Personal information
- Full name: Jacob Abraham Wolffe
- Born: November 19, 1876 Glasgow, Scotland
- Died: October 22, 1943 (aged 66)

Sport
- Sport: Swimming

= Jabez Wolffe =

British swimmer (1876–1943)

Jacob Abraham "Jabez" "Jappy" Wolffe (19 November 1876 – 22 October 1943) was a Scottish long-distance swimmer and author of swimming books. He attempted but failed to swim the English Channel 22 times, between 1906 and 1921. He came closest to success in the September of 1919, with an attempt of 14 hours 55 minutes, from Shakespeare Cliff, Dover, England "to within a quarter of a mile of the French coast". He is also known for the differing historical accounts of his role as a trainer in the first, failed attempt of Gertrude Ederle to swim the channel.

==Biography==
Born in Glasgow, Scotland, on 19 November 1876 as Jacob Abraham Wolffe, he was generally known by the first name Jabez. He occasionally published as "Jappy Wolffe".
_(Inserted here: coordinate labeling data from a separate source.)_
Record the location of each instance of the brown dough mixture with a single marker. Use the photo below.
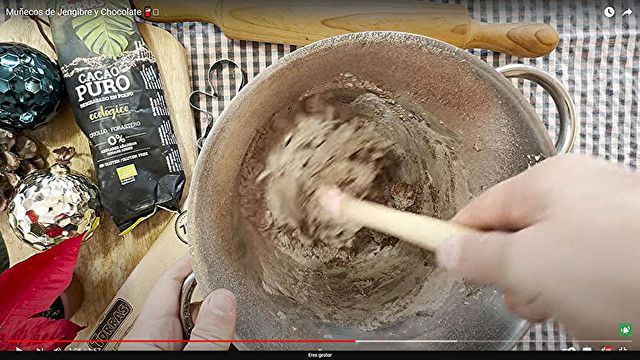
(357, 137)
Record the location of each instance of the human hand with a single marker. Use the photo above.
(159, 318)
(562, 240)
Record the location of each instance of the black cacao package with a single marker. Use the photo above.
(117, 98)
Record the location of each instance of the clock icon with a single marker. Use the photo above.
(609, 11)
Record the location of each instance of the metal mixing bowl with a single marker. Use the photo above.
(467, 95)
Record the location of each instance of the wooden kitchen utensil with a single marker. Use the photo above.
(420, 230)
(303, 22)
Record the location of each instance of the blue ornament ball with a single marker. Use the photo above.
(31, 87)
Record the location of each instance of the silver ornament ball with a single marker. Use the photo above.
(54, 205)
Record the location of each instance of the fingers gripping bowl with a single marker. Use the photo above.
(495, 134)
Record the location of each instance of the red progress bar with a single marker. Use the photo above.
(194, 341)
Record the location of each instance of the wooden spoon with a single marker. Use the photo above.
(420, 230)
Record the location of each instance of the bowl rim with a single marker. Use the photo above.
(221, 124)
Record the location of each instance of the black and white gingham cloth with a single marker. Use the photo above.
(598, 60)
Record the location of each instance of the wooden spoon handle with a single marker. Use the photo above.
(420, 230)
(518, 39)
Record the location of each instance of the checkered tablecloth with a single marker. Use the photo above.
(598, 60)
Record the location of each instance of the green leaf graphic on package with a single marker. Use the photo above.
(105, 35)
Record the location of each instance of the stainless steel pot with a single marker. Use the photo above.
(467, 95)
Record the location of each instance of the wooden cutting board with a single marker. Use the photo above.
(107, 259)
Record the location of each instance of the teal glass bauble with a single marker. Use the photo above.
(31, 87)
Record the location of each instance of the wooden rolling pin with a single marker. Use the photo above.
(420, 230)
(303, 22)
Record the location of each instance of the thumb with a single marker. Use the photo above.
(216, 321)
(480, 258)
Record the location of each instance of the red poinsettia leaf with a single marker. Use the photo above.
(38, 329)
(31, 286)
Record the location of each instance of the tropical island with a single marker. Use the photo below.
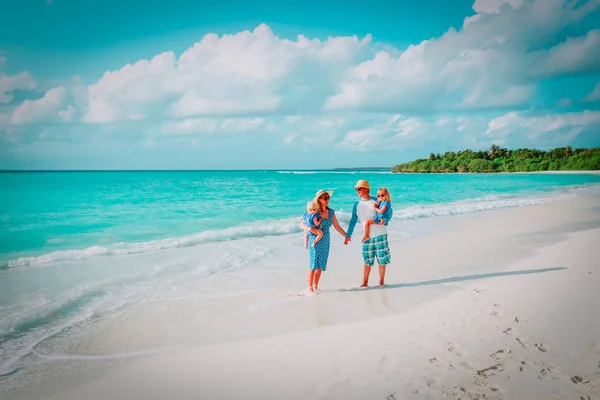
(498, 159)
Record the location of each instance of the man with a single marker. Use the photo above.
(377, 245)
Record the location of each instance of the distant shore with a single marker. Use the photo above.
(570, 172)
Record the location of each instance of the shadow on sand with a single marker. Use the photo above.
(455, 279)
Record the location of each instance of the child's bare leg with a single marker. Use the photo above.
(319, 237)
(368, 224)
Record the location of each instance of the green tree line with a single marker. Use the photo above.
(498, 159)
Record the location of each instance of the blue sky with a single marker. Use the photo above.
(201, 85)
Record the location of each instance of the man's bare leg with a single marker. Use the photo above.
(316, 280)
(366, 273)
(367, 227)
(381, 275)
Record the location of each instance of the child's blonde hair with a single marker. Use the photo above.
(386, 192)
(312, 205)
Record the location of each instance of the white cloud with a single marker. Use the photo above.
(306, 91)
(394, 132)
(244, 73)
(44, 109)
(492, 62)
(534, 126)
(211, 125)
(595, 94)
(8, 83)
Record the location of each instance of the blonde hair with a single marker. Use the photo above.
(312, 205)
(386, 192)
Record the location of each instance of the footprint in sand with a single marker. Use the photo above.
(540, 347)
(498, 354)
(453, 349)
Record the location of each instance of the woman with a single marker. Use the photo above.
(320, 252)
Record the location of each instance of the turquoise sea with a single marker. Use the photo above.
(76, 247)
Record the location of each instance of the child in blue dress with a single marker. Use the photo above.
(312, 219)
(384, 211)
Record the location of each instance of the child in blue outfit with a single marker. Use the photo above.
(384, 211)
(312, 219)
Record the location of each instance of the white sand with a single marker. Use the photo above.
(503, 305)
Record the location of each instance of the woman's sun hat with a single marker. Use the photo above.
(312, 205)
(362, 184)
(321, 193)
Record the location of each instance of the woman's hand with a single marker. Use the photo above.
(304, 227)
(337, 226)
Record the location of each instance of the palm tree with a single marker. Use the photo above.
(568, 151)
(494, 151)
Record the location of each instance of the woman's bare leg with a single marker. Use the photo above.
(311, 279)
(316, 280)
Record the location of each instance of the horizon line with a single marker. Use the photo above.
(196, 170)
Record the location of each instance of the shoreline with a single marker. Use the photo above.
(569, 172)
(426, 312)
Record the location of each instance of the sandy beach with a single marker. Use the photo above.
(496, 305)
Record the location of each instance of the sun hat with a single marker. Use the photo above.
(322, 192)
(363, 184)
(312, 205)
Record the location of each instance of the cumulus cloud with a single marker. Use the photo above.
(494, 61)
(595, 94)
(210, 125)
(400, 132)
(44, 109)
(347, 91)
(8, 83)
(244, 73)
(557, 129)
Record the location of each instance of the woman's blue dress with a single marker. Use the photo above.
(320, 253)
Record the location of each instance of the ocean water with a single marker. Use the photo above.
(78, 247)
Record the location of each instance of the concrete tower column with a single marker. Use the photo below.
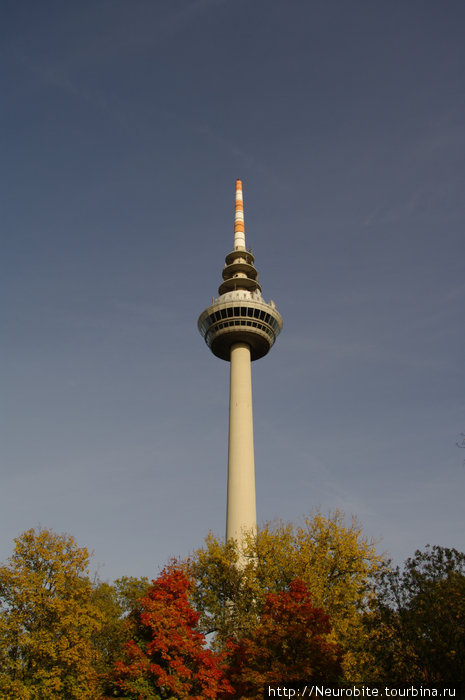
(241, 507)
(239, 326)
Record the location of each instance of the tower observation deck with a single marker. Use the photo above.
(240, 326)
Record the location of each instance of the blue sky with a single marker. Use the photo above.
(124, 126)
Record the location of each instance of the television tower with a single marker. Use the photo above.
(240, 326)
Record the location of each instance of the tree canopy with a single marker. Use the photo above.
(331, 557)
(166, 656)
(290, 643)
(415, 629)
(47, 619)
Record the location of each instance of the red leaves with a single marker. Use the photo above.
(167, 654)
(290, 644)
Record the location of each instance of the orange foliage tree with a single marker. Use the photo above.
(166, 656)
(289, 645)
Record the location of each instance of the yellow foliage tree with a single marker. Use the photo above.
(333, 558)
(47, 620)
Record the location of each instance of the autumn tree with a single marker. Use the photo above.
(114, 601)
(331, 557)
(47, 620)
(415, 630)
(166, 656)
(290, 643)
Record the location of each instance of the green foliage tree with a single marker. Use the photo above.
(166, 656)
(47, 620)
(415, 630)
(289, 644)
(333, 559)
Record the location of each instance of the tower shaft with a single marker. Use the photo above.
(239, 326)
(241, 507)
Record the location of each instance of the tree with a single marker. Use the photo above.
(115, 602)
(47, 620)
(415, 630)
(333, 559)
(290, 644)
(166, 656)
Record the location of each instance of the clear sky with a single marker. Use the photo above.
(124, 126)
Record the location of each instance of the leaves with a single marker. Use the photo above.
(47, 619)
(415, 630)
(290, 643)
(166, 656)
(333, 559)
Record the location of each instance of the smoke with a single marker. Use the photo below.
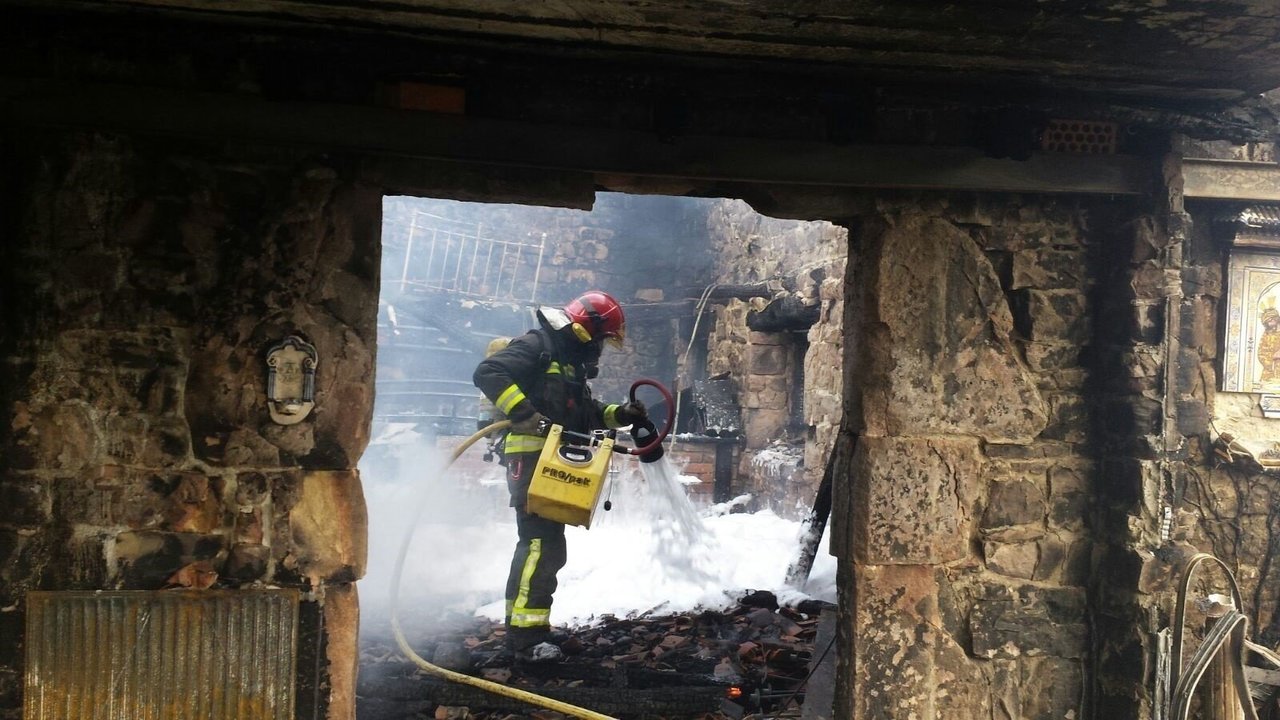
(457, 519)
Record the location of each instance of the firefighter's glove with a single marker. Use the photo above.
(644, 434)
(630, 413)
(535, 424)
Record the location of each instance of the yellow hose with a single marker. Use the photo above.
(525, 696)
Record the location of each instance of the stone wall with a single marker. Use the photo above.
(1225, 504)
(809, 259)
(144, 285)
(965, 515)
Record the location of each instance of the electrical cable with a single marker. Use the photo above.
(693, 337)
(516, 693)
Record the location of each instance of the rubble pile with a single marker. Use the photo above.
(707, 665)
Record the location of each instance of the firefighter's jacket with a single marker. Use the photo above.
(540, 372)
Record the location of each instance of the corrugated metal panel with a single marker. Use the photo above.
(174, 655)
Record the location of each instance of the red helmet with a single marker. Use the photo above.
(597, 315)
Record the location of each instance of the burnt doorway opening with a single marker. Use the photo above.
(693, 276)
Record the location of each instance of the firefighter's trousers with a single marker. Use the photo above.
(539, 555)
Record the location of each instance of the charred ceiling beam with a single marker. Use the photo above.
(785, 314)
(1232, 180)
(407, 133)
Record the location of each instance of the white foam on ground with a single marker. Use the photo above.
(652, 552)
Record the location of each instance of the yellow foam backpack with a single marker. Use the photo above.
(568, 478)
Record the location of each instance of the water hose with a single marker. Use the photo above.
(516, 693)
(666, 429)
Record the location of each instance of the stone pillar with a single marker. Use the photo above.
(937, 381)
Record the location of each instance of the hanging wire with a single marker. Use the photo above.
(684, 363)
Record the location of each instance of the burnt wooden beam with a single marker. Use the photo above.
(393, 132)
(785, 314)
(383, 696)
(1232, 180)
(746, 291)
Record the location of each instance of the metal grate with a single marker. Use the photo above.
(453, 256)
(1080, 137)
(170, 655)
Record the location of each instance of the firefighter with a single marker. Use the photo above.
(539, 379)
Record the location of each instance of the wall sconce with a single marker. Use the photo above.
(291, 379)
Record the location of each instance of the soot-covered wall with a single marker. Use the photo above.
(144, 282)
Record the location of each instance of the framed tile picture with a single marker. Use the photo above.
(1252, 347)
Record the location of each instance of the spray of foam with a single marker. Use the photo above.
(653, 552)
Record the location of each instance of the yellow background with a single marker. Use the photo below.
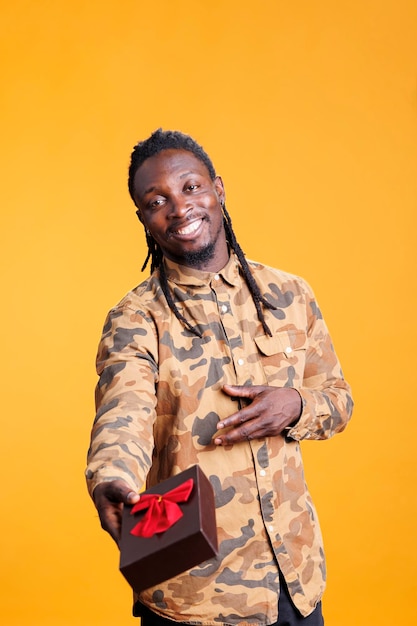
(308, 110)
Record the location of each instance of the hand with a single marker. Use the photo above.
(109, 498)
(271, 410)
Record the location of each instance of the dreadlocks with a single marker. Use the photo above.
(165, 140)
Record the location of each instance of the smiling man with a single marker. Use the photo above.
(223, 362)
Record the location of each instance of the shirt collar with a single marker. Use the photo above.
(183, 275)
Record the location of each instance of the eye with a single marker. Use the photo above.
(155, 203)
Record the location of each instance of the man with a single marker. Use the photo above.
(223, 362)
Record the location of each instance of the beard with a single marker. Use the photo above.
(199, 257)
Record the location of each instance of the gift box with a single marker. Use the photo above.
(153, 555)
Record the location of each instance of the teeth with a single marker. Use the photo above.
(189, 229)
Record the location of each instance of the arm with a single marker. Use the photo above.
(318, 409)
(121, 447)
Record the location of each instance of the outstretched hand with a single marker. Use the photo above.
(271, 409)
(109, 498)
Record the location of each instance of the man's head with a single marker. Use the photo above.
(165, 140)
(179, 200)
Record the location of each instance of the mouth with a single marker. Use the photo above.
(189, 229)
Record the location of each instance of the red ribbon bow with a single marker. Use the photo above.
(163, 510)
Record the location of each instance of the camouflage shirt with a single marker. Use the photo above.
(159, 398)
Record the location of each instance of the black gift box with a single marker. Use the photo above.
(147, 561)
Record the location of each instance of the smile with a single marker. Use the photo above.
(190, 229)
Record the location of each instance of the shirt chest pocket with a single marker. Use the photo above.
(283, 357)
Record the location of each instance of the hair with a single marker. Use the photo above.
(174, 140)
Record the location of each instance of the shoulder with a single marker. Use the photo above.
(284, 280)
(144, 296)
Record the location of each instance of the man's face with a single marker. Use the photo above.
(181, 207)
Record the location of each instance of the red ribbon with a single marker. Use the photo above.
(163, 510)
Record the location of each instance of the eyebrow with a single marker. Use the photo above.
(184, 175)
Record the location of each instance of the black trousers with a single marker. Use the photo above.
(288, 615)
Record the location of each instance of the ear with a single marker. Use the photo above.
(219, 187)
(138, 213)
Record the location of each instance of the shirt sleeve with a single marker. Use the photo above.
(122, 434)
(326, 397)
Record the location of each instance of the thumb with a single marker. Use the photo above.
(116, 491)
(240, 391)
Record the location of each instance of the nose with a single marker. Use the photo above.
(180, 205)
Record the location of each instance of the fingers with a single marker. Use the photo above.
(109, 498)
(271, 409)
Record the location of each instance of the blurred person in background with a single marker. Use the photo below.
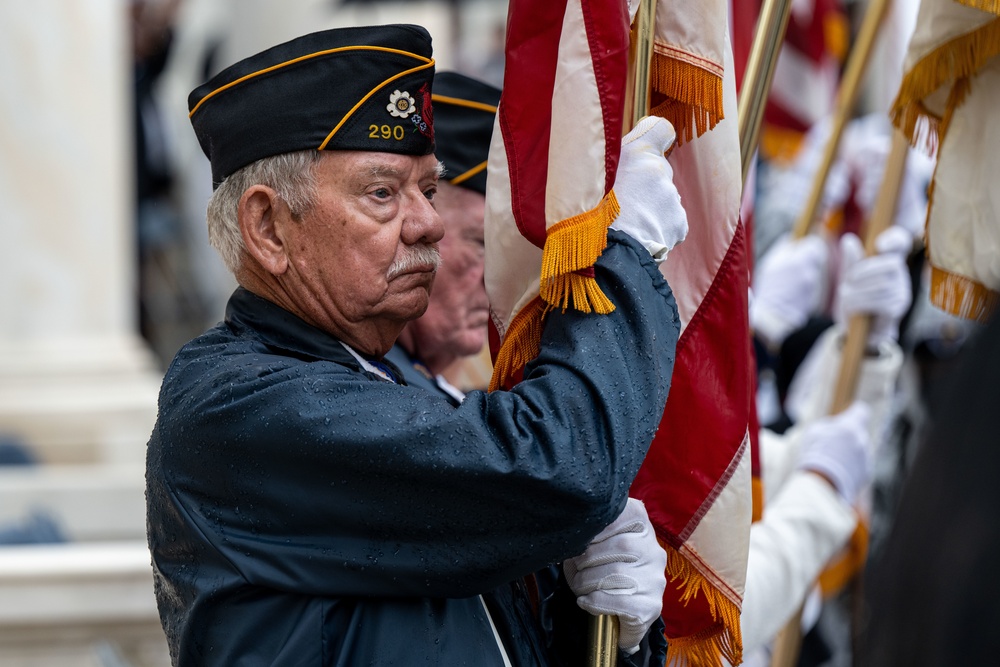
(303, 501)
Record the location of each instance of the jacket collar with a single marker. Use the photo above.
(278, 328)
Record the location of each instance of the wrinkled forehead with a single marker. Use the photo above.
(379, 166)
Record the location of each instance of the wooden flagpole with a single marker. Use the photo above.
(602, 647)
(789, 640)
(767, 39)
(847, 96)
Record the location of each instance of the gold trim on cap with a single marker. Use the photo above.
(428, 61)
(371, 92)
(469, 174)
(457, 101)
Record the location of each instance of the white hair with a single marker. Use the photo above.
(288, 174)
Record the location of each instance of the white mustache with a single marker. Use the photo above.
(413, 257)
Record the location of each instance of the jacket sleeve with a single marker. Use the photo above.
(801, 530)
(311, 479)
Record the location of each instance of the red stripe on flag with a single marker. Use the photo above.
(710, 378)
(525, 113)
(609, 53)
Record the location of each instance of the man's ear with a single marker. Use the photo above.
(258, 213)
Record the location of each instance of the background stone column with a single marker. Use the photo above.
(76, 381)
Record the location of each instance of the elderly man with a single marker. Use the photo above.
(454, 325)
(306, 505)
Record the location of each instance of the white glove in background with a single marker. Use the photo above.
(838, 447)
(878, 285)
(622, 573)
(787, 287)
(651, 210)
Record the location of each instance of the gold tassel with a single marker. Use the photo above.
(574, 245)
(961, 296)
(757, 499)
(687, 95)
(521, 343)
(957, 59)
(724, 639)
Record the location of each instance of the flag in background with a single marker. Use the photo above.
(551, 167)
(806, 76)
(696, 479)
(947, 102)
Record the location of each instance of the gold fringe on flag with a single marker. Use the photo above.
(991, 6)
(573, 245)
(961, 296)
(957, 59)
(724, 639)
(693, 94)
(521, 343)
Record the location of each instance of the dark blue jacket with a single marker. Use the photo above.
(302, 511)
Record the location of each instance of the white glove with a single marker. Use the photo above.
(837, 447)
(787, 287)
(622, 573)
(633, 9)
(651, 210)
(878, 285)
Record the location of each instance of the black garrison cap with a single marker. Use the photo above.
(366, 88)
(466, 109)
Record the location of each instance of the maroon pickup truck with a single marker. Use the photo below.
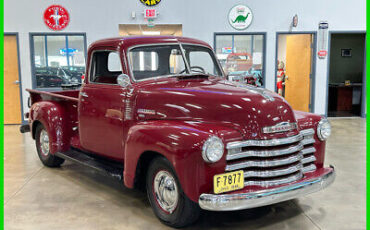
(158, 114)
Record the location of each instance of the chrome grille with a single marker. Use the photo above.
(273, 162)
(308, 150)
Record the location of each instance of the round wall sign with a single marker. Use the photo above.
(240, 17)
(56, 17)
(150, 2)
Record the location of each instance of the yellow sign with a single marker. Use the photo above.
(228, 182)
(150, 2)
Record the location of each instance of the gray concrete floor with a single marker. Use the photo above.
(73, 197)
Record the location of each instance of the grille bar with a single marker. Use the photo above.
(264, 163)
(308, 141)
(268, 183)
(308, 150)
(262, 143)
(273, 173)
(265, 153)
(309, 168)
(308, 159)
(273, 162)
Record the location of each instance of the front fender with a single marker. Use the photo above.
(52, 116)
(310, 121)
(181, 143)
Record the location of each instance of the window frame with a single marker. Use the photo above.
(264, 34)
(32, 54)
(91, 65)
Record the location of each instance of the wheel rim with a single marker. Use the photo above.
(44, 142)
(165, 191)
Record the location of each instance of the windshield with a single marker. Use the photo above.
(168, 60)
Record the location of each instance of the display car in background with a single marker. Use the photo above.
(47, 77)
(157, 113)
(240, 68)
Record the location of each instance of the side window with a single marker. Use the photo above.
(105, 67)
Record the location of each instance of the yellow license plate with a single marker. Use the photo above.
(228, 182)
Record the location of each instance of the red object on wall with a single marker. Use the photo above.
(322, 53)
(56, 17)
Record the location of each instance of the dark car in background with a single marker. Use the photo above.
(47, 77)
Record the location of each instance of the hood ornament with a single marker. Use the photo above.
(280, 127)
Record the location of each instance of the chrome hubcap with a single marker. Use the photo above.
(44, 142)
(165, 191)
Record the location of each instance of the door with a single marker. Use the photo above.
(298, 71)
(102, 106)
(101, 118)
(12, 99)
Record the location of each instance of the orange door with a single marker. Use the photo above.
(298, 70)
(12, 100)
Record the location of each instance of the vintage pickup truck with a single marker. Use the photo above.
(158, 114)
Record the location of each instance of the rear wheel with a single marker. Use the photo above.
(168, 201)
(43, 148)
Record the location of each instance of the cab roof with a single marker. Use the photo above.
(128, 41)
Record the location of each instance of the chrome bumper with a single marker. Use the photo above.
(230, 202)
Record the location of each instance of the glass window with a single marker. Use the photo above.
(201, 60)
(114, 62)
(241, 56)
(168, 60)
(58, 60)
(145, 61)
(105, 67)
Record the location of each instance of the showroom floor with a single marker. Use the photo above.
(72, 197)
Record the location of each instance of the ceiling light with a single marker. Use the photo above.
(151, 32)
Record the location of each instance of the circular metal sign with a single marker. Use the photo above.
(150, 2)
(56, 17)
(240, 17)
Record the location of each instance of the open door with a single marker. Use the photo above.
(298, 71)
(12, 100)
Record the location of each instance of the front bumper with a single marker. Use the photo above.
(238, 201)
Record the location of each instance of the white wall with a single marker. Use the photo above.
(200, 19)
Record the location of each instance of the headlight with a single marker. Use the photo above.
(323, 129)
(213, 149)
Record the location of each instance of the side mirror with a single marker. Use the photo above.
(123, 80)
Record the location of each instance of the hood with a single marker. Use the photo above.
(243, 107)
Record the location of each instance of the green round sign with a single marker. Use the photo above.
(150, 2)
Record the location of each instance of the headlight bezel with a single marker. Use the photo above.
(212, 140)
(320, 128)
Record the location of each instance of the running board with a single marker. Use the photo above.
(103, 166)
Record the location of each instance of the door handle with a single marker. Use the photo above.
(84, 94)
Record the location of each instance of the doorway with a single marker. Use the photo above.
(12, 81)
(294, 75)
(145, 29)
(346, 74)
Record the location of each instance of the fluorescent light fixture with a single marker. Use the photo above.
(151, 32)
(141, 61)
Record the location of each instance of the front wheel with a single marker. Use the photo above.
(43, 148)
(168, 201)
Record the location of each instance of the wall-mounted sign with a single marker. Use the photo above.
(71, 51)
(226, 50)
(240, 17)
(322, 53)
(323, 39)
(150, 13)
(56, 17)
(150, 2)
(295, 21)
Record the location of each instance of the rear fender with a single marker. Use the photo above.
(52, 116)
(181, 143)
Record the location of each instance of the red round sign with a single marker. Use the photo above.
(56, 17)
==English Channel cross attempts==
Among his attempts to cross the channel was one in August 1907, when he made his swim with Ted Heaton and their efforts gradually turned into "something of a race". While both men failed on that occasion, a primary source noted that it was a "fine struggle almost successful", and that Wolffe came "within three quarters of a mile" of the coast when wind drove him away from the shore.
As stated in Wolffe's obituary in The New York Times in 1943,The nearest he came to attaining his goal was in September of 1919, when he swam from Shakespeare Cliff at Dover to within a quarter of a mile of the French coast in 14 hours 55 minutes.

==Ederle training controversy==

Gertrude Ederle was an American swimming champion, Olympic champion and record breaker who trained with Wolffe for her first attempt to cross the English Channel to France. Regarding the failed first attempt, the New York Times, in its obituary for Wolffe, states that on returning to the United States, Ederleissued a statement denying that she had been forced by fatigue and cold to abandon the swim, saying that, instead, Mr. Wolffe had ordered her to quit. Mr. Wolffe denied this, insisting that the swimmer had collapsed after suffering a cramp.

Others state that training with Wolffe prior to the attempt did not go well, as he continually tried to slow her pace, saying that she would never last at that speed. Then, in her first attempt at the Channel on 18 August 1925, she was disqualified when he ordered another swimmer (who was keeping her company in the water), Ishak Helmy, to recover her from the water. According to both Ederle and other witnesses, she was not "drowning" but resting, floating face-down; she bitterly disagreed with his decision. As he had commented that women may not be capable of swimming the Channel, it was speculated that he did not want Ederle to succeed.

Ederle successfully swam the Channel one year later, from Cape Gris-Nez in France to Kingsdown, Kent, in 14 hours and 34 minutes later, after training with coach Bill Burgess.

==Publications==
- Text-Book of Swimming (1907).
- Swimming Short & Long Distance (1926).